There’s no way to write this sentence and have it come off the way I intend (i.e. without seeming arrogant), so here goes:
I’m pretty good at a lot of things—most things, in fact.
Before you roll your eyes or simply close your browser, never to read my egocentric musings again, note that I said “pretty good”. That’s a nebulously low bar to hurdle, is it not?
My point is that I am blessed with the ability to obtain new skills and knowledge easily. I’m not sure why this is, but I think it’s that my mind is adept at seeing patterns and moving toward efficiency. In other words, I can usually figure out what’s working and what isn’t, which means I “pick things up” sooner than most.
I am also cursed with becoming bored remarkably quickly, which means I lose focus WAY before I ever master anything. This frustrates me in retrospect, but I guess it doesn’t frustrate me enough to just immerse myself in something to see if maybe I could be great at something. Before I ever get to that point, something else piques my interest and I’m running off in its general direction.

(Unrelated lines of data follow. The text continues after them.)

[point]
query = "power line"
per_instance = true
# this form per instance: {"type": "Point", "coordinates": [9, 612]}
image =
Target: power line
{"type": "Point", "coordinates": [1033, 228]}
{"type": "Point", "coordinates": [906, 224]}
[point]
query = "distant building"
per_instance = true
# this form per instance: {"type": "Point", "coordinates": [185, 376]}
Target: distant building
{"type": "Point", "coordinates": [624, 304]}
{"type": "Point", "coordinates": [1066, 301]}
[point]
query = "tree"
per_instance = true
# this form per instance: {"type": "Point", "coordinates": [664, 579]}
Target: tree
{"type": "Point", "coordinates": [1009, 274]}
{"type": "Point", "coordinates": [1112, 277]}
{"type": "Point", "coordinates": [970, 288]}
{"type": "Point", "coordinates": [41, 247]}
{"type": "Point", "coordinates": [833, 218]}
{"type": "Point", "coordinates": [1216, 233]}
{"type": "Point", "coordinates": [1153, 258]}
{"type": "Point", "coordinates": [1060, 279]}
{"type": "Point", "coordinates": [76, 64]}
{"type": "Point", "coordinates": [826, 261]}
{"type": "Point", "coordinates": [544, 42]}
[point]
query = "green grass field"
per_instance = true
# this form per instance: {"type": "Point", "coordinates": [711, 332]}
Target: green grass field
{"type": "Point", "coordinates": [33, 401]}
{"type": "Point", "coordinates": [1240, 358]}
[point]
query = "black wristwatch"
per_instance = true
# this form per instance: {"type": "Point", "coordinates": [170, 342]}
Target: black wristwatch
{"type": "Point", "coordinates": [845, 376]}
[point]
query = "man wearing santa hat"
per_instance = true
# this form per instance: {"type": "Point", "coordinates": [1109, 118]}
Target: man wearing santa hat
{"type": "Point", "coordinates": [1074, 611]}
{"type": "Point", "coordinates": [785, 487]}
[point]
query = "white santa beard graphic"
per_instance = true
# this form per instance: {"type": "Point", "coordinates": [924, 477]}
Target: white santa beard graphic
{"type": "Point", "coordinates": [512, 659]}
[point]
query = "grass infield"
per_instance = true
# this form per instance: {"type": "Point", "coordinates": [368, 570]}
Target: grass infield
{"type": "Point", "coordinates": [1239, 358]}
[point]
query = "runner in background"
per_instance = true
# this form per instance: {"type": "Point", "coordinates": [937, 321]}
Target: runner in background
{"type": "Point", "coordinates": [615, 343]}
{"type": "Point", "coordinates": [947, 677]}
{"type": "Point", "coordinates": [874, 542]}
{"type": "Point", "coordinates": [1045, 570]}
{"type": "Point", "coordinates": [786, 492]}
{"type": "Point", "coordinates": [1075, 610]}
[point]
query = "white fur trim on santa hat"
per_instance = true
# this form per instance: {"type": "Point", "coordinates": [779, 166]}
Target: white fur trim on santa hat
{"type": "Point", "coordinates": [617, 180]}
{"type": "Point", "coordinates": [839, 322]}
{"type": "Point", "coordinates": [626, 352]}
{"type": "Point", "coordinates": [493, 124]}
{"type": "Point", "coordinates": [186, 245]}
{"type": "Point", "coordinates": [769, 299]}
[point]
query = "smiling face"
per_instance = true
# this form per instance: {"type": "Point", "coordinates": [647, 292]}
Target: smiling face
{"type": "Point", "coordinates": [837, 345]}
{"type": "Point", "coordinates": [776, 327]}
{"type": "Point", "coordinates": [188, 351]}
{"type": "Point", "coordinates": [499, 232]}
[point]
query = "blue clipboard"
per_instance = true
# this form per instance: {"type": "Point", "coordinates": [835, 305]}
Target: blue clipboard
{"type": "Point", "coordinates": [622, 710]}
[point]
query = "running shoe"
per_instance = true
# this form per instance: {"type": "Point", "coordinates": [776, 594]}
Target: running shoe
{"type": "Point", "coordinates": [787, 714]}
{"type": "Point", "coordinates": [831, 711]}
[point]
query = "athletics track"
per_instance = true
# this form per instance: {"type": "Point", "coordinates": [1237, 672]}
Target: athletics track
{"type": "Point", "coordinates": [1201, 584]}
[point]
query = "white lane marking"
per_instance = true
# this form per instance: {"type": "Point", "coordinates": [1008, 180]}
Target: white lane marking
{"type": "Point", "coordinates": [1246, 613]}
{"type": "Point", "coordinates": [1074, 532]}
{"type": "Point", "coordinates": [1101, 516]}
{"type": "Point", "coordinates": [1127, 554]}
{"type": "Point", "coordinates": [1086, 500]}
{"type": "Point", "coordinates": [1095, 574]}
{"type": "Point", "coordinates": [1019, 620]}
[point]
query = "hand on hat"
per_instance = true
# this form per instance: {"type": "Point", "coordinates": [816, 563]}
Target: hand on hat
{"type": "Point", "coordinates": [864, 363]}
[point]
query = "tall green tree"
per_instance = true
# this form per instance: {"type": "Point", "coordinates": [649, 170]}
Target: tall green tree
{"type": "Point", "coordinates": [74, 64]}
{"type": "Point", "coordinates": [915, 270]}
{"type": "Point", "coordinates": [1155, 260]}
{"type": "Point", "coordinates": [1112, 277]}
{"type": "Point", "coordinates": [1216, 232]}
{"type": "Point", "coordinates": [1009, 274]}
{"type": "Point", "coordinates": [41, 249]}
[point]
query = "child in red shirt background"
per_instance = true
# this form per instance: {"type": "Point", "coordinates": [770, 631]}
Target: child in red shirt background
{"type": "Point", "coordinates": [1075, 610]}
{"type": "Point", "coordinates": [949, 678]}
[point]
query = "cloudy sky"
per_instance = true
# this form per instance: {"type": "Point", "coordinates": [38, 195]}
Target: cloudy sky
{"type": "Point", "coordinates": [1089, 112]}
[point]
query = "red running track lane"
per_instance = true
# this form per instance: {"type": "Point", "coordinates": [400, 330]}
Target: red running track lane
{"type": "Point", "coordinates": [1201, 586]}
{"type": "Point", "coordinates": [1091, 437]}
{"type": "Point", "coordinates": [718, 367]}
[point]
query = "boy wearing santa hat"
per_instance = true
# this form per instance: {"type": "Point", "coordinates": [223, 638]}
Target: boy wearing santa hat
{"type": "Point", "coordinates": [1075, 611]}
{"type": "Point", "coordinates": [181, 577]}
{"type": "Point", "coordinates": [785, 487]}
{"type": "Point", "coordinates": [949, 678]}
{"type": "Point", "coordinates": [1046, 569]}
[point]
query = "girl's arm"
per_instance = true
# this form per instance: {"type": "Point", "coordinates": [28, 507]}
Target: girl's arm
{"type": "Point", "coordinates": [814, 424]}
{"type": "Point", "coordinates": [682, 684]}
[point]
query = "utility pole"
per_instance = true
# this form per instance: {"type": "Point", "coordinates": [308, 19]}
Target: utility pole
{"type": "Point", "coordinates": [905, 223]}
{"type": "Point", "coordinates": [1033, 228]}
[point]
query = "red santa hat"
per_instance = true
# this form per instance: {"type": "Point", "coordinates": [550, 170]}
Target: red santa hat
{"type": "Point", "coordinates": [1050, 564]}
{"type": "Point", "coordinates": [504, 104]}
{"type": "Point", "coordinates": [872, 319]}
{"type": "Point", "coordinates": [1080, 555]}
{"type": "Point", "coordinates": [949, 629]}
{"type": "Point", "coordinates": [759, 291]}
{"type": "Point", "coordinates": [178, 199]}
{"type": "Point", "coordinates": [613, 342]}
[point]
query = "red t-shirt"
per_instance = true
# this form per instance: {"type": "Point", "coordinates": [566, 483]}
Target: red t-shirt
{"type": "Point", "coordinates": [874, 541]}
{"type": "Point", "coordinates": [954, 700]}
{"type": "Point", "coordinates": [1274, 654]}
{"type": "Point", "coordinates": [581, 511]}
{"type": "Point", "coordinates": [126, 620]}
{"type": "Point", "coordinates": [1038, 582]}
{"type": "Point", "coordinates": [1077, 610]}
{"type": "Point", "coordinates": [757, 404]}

It’s happened since I was a kid. Whether it was baseball or band, I’ve never had the innate focus, drive, and discipline required to take myself to that next level. Sure, I could have spent an hour a day doing rotator cuff exercises or doing scales and arpeggios in obscure keys on my trumpet, but there are too many other new things to try, right?
I’ve done some major agonizing over this. Is this a personality flaw on my part? Seriously, is there something wrong with me? Am I just so captivated by new stimuli that I will always chase the new experience instead of taking a deeper look at a familiar one?
I envy those whose path is clear.
5 comments:
Ooohhh, look, something shiney!!!!
Yeah, pretty much.
You forgot bowling. Just imagine the money you could of made rolling jackpot nights around town.
It's MTV's fault with their quick edits and their rock 'n roll music! Ok, so you're a magpie, big deal. I think our society's been gravitating that way for decades - we want instant gratification. We want to have everything, to know everything and we want it now. Who has time to actually do the work to achieve something? I'm not implicating you, just sayin'...
Craig-
Every so often I miss bowling, but never enough to commit a school year to doing it again...especially not a league that got me home after 11pm every Monday like the last year we bowled. But yeah, it's another thing that I took to a certain level and stopped. I didn't have to work very hard to get to 215, but it would have taken a LOT more practice to get to 225--time I felt like spending on other things.
Steaming bowl-
What I wrestle with is whether I'm innately tuned to jump from activity to activity, or if I just haven't found that one thing that will pull me in and make me WANT to immerse myself. I keep hoping it's the latter, but I don't know if that's necessarily better than exploring a bunch of different things. I just have this nagging thought that I'm wasting something by not fully dedicating myself to...something.